13. The Applicant is not in default of any provision of the rules, regulations or policies of the CSE.
14. The Applicant's registered and head office is located in Ontario and the Commission is the principal regulator of the Applicant.
15. Following the Continuance, the Applicant's registered and head office will be relocated to 408 -- 55 Water Street, Vancouver, BC, V6B 1A1, Canada. The Applicant intends for the British Columbia Securities Commission to become its principal regulator.
16. The Applicant's management information circular dated July 5, 2024 (the Circular) which was provided to all shareholders of the Applicant in connection with its special meeting of shareholders held on August 15, 2024 (the Meeting) described the proposed Continuance and disclosed the reasons for it and its implications. The Applicant's shareholders had the right to dissent with respect to the proposed Continuance pursuant to section 185 of the OBCA, and the Circular disclosed particulars of this right in accordance with applicable law.
17. The Applicant's shareholders authorized the Continuance at the Meeting by a special resolution that was approved by 99.23% of the votes cast by the shareholders of the Applicant in person or represented by proxy.
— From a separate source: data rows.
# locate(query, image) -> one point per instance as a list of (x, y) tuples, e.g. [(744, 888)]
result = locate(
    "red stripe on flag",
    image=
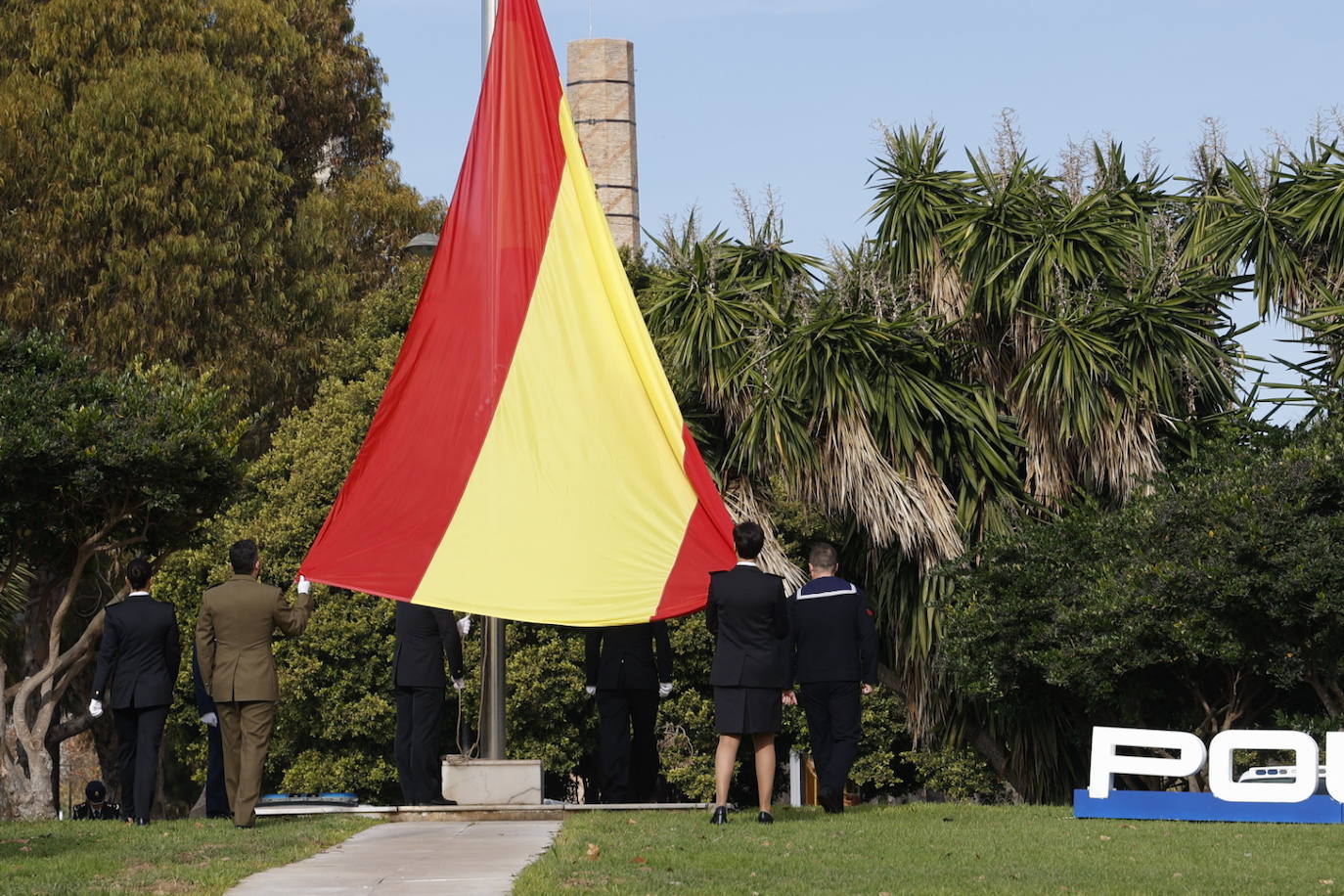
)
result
[(419, 456), (707, 544)]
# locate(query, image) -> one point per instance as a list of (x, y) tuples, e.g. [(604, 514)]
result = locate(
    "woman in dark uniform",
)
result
[(747, 614)]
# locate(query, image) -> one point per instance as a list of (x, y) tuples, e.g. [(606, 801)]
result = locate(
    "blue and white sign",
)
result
[(1272, 795)]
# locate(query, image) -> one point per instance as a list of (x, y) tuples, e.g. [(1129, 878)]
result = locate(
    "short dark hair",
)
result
[(747, 539), (823, 555), (243, 555), (139, 572)]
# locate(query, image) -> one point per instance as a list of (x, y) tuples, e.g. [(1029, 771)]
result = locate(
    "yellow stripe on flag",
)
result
[(581, 475)]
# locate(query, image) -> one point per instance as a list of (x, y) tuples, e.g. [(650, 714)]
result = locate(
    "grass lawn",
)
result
[(165, 857), (933, 849)]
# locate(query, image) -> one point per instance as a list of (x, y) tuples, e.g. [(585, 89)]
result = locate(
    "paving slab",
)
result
[(413, 859)]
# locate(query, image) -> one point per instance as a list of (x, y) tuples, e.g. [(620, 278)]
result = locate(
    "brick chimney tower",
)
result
[(601, 93)]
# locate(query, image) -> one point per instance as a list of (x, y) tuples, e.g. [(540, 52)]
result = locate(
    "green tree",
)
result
[(94, 468), (168, 175), (1210, 604)]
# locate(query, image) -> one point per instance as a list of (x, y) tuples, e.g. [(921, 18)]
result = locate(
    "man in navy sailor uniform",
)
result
[(834, 658), (425, 636), (621, 670)]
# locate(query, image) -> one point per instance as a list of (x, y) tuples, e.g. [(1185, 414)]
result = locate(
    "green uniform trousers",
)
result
[(245, 729)]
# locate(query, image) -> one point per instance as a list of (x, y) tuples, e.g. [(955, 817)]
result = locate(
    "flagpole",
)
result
[(492, 673)]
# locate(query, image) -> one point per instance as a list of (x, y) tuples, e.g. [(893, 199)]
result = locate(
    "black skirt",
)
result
[(746, 711)]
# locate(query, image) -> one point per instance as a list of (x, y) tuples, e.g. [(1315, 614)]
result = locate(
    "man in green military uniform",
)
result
[(233, 644)]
No shareholders exercised dissent rights pursuant to section 185 of the OBCA.
18. Subsection 21(b) of the Regulation requires the Application for Continuance to be accompanied by a consent from the Commission.
AND UPON the Commission being satisfied that to do so would not be prejudicial to the public interest;
THE COMMISSION CONSENTS to the Continuance of the Applicant under the BCBCA.
DATED at Toronto on this 18th day of November, 2024.